The novice-friendly machine learning workflow allows developers, data scientists to quickly implement machine learning solutions. You can utilize WSO2 Machine Learner to build machine learning models for various tasks, such as fraud detection, anomaly detection, classification etc. WSO2 Machine Learner is built up on top of the award-winning, WSO2 Carbon platform, which is based on the OSGi framework enabling better modularity for your service oriented architecture (SOA). WSO2 Machine Learner exposes all its operations via a RESTful API.
WSO2 Machine Learner is released under Apache Software License Version 2.0, one of the most business-friendly licenses available today.
Key Concepts of WSO2 ML
Following are the key concepts and terminology of WSO2 Machine Learner as illustrated in the image below.
A Dataset is a collection of data organized according to a defined schema in an CSV or TSV format. Header row should be available in the first row and if it is not available, WSO2 Machine Learner will generate a header similar to V1, V2 ... VX. Datasets are uploaded from a file system, a Hadoop distributed file system (HDFS) or WSO2 Data Analytics Server (DAS).
A dataset version is always inherited from a dataset. You can maintain the new data as versions under a dataset. All the dataset versions of a given dataset have the same schema (i.e. a feature set).
Project is a logical grouping of machine learning analyses, which are performed on a dataset.
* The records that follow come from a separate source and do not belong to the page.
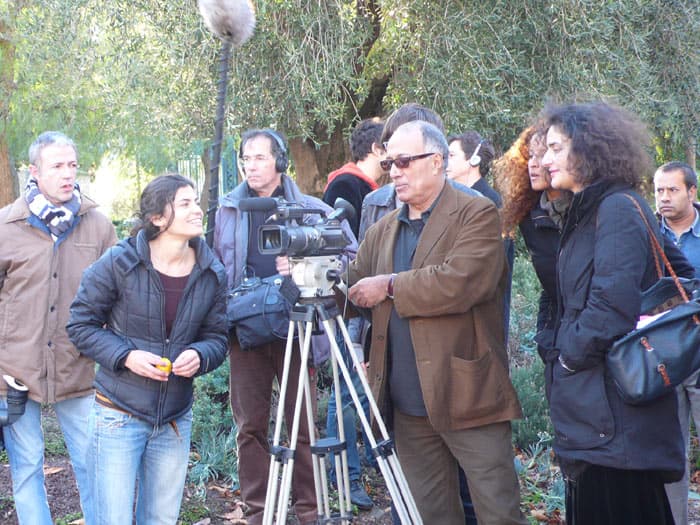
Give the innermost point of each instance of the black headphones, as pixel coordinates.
(282, 159)
(475, 159)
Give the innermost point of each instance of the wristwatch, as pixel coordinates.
(390, 287)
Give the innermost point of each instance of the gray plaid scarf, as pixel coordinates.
(58, 219)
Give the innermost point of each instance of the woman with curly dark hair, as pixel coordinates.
(615, 457)
(531, 204)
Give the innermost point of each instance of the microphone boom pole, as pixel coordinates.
(215, 159)
(233, 21)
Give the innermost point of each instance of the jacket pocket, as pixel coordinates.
(581, 413)
(475, 389)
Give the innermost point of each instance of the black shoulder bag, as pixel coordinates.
(653, 359)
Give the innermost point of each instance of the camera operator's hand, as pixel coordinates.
(282, 265)
(369, 291)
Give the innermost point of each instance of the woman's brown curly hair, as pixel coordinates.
(513, 182)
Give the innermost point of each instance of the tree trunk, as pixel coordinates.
(8, 182)
(691, 145)
(313, 164)
(206, 162)
(8, 178)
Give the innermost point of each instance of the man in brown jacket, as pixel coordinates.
(433, 272)
(48, 237)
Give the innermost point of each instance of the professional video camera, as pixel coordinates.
(295, 239)
(313, 249)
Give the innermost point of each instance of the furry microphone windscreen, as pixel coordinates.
(230, 20)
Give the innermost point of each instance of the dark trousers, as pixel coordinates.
(252, 375)
(609, 496)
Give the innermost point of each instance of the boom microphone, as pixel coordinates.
(258, 204)
(231, 20)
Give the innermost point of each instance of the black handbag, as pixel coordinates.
(258, 310)
(653, 359)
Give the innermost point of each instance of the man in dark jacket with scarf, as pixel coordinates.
(265, 161)
(352, 182)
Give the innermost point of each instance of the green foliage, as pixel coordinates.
(192, 511)
(526, 367)
(542, 485)
(525, 295)
(69, 518)
(54, 444)
(213, 430)
(528, 381)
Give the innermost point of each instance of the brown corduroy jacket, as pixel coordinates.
(453, 297)
(38, 281)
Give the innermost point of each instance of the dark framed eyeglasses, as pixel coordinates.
(403, 161)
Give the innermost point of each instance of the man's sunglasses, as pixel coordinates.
(403, 161)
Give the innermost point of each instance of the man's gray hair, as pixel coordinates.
(433, 139)
(48, 138)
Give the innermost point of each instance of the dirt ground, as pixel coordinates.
(224, 507)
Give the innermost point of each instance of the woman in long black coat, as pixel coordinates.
(538, 210)
(615, 457)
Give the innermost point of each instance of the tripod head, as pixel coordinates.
(315, 276)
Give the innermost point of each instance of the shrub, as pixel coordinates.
(528, 381)
(213, 430)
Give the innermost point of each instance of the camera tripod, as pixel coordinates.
(315, 277)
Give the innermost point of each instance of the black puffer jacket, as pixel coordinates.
(604, 263)
(541, 236)
(120, 307)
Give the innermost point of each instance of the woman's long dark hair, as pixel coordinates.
(156, 198)
(607, 142)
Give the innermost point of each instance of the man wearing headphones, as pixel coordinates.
(265, 161)
(470, 160)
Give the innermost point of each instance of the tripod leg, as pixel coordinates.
(386, 457)
(275, 460)
(288, 468)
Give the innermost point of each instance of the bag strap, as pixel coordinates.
(658, 251)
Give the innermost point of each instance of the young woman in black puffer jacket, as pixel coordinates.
(151, 313)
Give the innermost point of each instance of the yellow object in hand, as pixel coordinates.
(166, 366)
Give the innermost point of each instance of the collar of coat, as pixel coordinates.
(19, 210)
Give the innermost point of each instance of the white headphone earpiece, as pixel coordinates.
(475, 159)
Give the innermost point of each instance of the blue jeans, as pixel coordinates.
(24, 440)
(349, 416)
(124, 449)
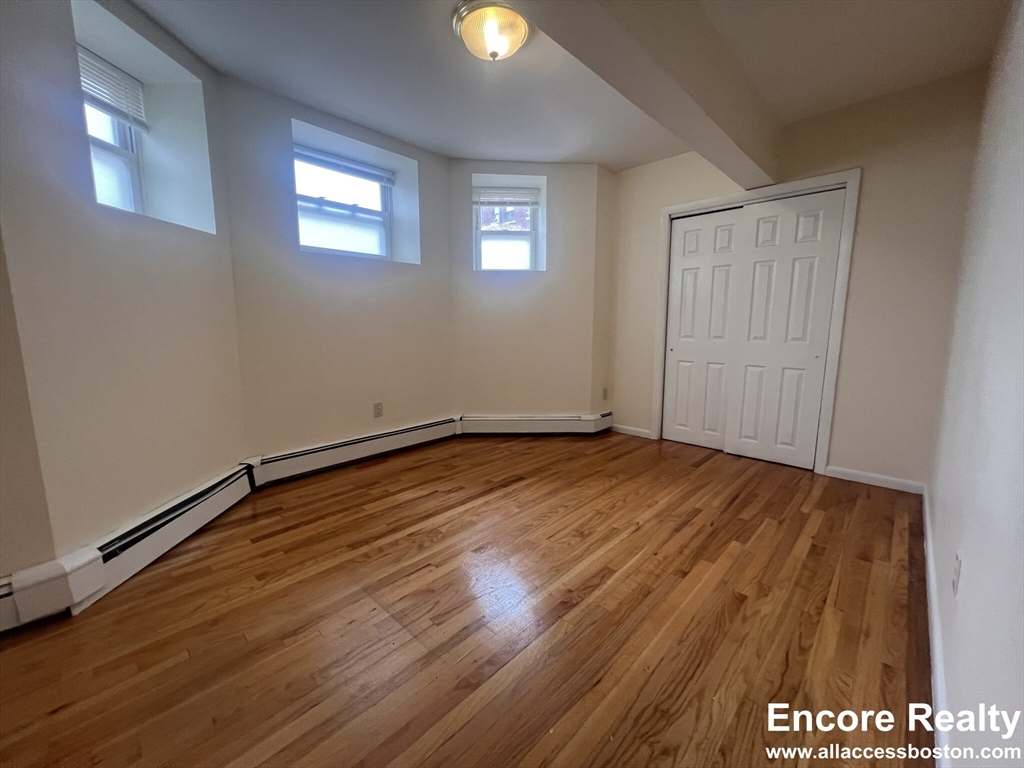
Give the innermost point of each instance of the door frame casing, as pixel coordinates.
(849, 180)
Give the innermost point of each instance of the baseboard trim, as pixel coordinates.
(935, 630)
(283, 466)
(574, 424)
(127, 552)
(868, 478)
(635, 431)
(78, 580)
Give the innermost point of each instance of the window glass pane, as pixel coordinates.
(505, 218)
(113, 179)
(314, 181)
(342, 231)
(504, 253)
(100, 125)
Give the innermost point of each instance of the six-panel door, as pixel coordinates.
(750, 307)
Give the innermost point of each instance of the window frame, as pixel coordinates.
(348, 167)
(126, 133)
(506, 198)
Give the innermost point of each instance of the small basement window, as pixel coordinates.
(344, 206)
(145, 120)
(508, 226)
(114, 113)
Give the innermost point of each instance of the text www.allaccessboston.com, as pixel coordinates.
(910, 752)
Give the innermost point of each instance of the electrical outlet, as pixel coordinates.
(957, 564)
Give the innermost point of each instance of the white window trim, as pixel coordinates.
(507, 197)
(381, 176)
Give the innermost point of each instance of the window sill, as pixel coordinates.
(333, 252)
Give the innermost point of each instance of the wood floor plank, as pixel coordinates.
(499, 601)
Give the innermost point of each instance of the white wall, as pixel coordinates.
(26, 537)
(977, 485)
(916, 148)
(126, 323)
(606, 248)
(523, 341)
(643, 192)
(324, 337)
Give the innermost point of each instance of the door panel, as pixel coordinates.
(750, 308)
(700, 293)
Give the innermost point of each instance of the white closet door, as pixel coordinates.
(783, 310)
(699, 328)
(750, 306)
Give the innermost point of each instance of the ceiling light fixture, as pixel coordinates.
(489, 29)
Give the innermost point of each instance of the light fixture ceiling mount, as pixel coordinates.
(491, 29)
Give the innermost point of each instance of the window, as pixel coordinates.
(344, 206)
(506, 222)
(114, 115)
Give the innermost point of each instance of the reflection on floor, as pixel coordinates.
(604, 600)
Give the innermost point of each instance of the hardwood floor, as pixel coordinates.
(563, 601)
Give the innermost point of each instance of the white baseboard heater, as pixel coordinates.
(586, 424)
(79, 579)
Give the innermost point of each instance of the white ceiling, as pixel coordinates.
(808, 56)
(398, 68)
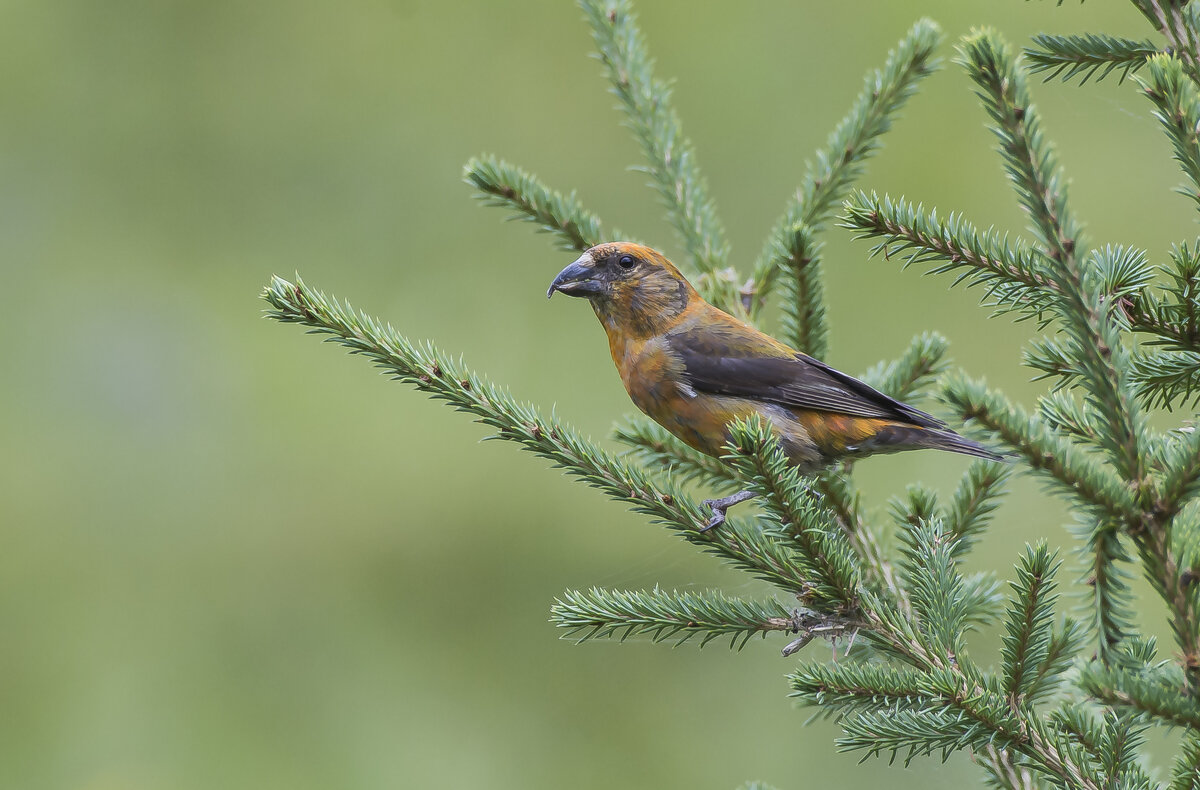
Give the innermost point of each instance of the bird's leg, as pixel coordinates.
(720, 506)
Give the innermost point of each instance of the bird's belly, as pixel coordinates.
(701, 420)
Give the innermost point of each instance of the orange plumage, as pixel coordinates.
(694, 369)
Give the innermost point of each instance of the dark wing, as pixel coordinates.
(727, 363)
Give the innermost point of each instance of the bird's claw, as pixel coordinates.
(720, 506)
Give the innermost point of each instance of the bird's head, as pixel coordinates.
(627, 283)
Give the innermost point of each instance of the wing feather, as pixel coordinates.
(726, 363)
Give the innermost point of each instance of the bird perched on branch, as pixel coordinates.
(695, 369)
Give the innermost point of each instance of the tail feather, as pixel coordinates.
(907, 437)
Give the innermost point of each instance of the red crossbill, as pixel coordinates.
(695, 369)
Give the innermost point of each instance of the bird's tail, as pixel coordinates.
(910, 437)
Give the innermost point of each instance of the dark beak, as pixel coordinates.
(576, 280)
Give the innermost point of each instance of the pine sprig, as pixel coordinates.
(1153, 692)
(915, 371)
(1029, 628)
(1113, 609)
(827, 560)
(1177, 108)
(935, 587)
(1179, 24)
(670, 155)
(1167, 378)
(1181, 478)
(1086, 57)
(663, 616)
(435, 373)
(975, 501)
(1029, 159)
(1067, 467)
(792, 247)
(654, 447)
(563, 216)
(1186, 774)
(1008, 270)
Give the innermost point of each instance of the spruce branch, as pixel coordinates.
(1177, 23)
(976, 498)
(911, 713)
(679, 616)
(1087, 55)
(1167, 378)
(1186, 774)
(1066, 642)
(1029, 159)
(1041, 186)
(915, 371)
(654, 447)
(822, 549)
(1177, 108)
(1063, 413)
(1006, 771)
(1157, 693)
(935, 587)
(670, 155)
(1071, 470)
(1009, 271)
(1029, 628)
(1181, 478)
(792, 247)
(426, 369)
(803, 323)
(508, 186)
(1113, 609)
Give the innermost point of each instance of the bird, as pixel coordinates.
(695, 369)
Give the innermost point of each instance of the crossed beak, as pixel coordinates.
(577, 280)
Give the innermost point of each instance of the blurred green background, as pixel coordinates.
(233, 557)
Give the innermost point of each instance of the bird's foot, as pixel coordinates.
(720, 506)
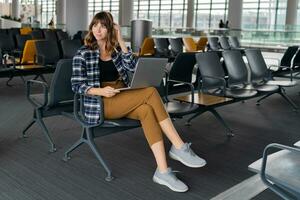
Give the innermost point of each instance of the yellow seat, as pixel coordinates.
(29, 52)
(189, 44)
(25, 30)
(201, 44)
(147, 48)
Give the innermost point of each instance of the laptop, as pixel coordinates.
(148, 72)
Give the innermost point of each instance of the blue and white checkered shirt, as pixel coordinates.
(86, 74)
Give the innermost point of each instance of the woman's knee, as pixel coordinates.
(151, 90)
(145, 111)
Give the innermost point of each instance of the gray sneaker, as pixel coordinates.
(170, 180)
(186, 156)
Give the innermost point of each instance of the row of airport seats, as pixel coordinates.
(289, 64)
(170, 47)
(223, 43)
(35, 56)
(211, 82)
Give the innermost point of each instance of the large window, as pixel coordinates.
(96, 6)
(47, 11)
(208, 13)
(163, 13)
(264, 14)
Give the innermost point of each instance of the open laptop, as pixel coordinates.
(148, 72)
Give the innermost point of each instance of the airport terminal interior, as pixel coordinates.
(230, 82)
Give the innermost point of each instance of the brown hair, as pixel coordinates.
(106, 19)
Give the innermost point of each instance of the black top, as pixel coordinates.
(108, 71)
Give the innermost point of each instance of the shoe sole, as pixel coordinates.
(173, 156)
(162, 182)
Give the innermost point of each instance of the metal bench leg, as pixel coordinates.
(92, 145)
(262, 98)
(9, 79)
(295, 107)
(40, 121)
(33, 120)
(220, 119)
(188, 122)
(43, 78)
(23, 79)
(74, 146)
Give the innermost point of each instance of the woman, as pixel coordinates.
(100, 67)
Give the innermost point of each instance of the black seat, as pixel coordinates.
(37, 34)
(91, 132)
(213, 77)
(47, 52)
(6, 44)
(280, 170)
(54, 100)
(224, 43)
(213, 43)
(70, 47)
(162, 47)
(285, 65)
(176, 46)
(261, 74)
(50, 35)
(234, 42)
(21, 40)
(61, 35)
(237, 71)
(181, 74)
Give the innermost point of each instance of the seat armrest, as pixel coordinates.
(297, 144)
(265, 158)
(79, 109)
(185, 83)
(216, 78)
(35, 103)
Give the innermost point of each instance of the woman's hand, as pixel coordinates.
(105, 92)
(120, 39)
(118, 32)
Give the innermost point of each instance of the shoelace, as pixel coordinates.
(189, 150)
(172, 174)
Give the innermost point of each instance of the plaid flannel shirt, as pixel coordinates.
(86, 74)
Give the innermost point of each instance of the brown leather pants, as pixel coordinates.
(141, 104)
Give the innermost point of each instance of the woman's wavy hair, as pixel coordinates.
(106, 19)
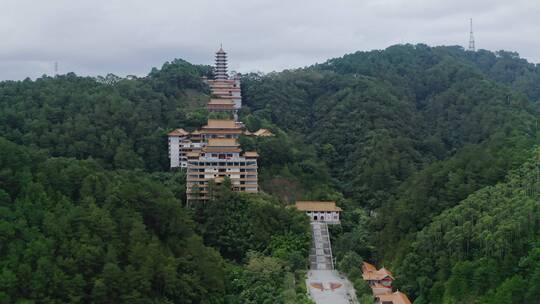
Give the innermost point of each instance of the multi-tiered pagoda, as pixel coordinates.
(213, 152)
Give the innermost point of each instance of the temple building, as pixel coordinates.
(317, 211)
(213, 153)
(220, 158)
(392, 298)
(380, 282)
(224, 87)
(221, 128)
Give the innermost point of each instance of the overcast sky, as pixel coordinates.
(123, 37)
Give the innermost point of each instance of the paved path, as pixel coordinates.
(320, 257)
(324, 284)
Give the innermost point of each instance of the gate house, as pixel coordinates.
(318, 211)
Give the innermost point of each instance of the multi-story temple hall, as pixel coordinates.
(212, 152)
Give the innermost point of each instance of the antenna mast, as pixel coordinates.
(472, 47)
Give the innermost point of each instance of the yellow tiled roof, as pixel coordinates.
(222, 142)
(394, 298)
(317, 206)
(178, 132)
(221, 124)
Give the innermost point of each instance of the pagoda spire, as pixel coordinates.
(221, 64)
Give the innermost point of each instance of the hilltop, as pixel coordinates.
(409, 141)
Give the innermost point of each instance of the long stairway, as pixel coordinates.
(325, 285)
(321, 252)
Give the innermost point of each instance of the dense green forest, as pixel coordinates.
(430, 151)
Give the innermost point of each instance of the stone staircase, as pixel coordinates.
(320, 257)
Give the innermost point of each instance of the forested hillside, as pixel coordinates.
(429, 151)
(409, 132)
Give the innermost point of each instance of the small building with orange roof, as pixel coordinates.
(319, 211)
(392, 298)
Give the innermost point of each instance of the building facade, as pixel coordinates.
(318, 211)
(221, 158)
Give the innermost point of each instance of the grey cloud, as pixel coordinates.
(130, 37)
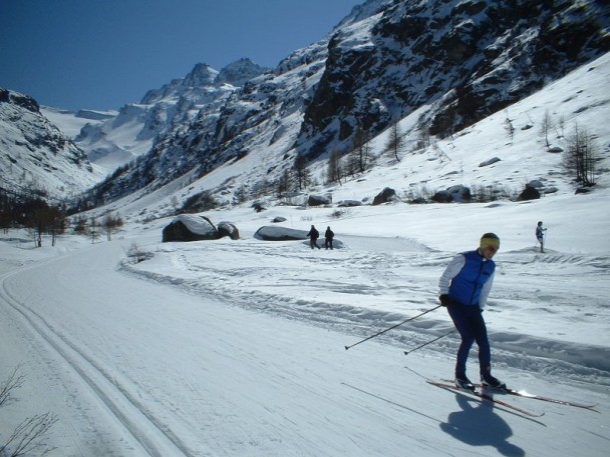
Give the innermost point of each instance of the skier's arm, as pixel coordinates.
(485, 291)
(452, 270)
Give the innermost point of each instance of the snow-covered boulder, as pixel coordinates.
(190, 227)
(318, 200)
(228, 229)
(277, 233)
(385, 196)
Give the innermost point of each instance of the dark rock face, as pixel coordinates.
(467, 58)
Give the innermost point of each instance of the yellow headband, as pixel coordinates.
(486, 242)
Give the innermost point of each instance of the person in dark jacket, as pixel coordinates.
(313, 237)
(328, 238)
(464, 288)
(540, 235)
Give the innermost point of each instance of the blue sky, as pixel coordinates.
(102, 54)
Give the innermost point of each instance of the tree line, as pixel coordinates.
(40, 217)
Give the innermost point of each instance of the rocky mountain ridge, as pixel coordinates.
(36, 157)
(456, 61)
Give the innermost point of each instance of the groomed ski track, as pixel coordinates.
(158, 367)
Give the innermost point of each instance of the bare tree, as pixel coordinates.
(580, 156)
(28, 438)
(335, 171)
(13, 382)
(361, 152)
(546, 125)
(509, 127)
(111, 224)
(395, 142)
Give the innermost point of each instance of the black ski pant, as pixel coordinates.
(469, 322)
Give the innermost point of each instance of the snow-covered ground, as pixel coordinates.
(237, 348)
To analyze multiple datasets, you need to create multiple projects. A project is bound to a dataset not to a dataset version.
Analysis is a logical grouping of a set of machine learning tasks, which holds a pre-processed feature set, a selected machine learning algorithm and its calibrated set of hyper-parameters. A ML project contains one or more ML analyses which are immutable.
Model is an entity that is generated by running a ML analysis on a selected version of a dataset.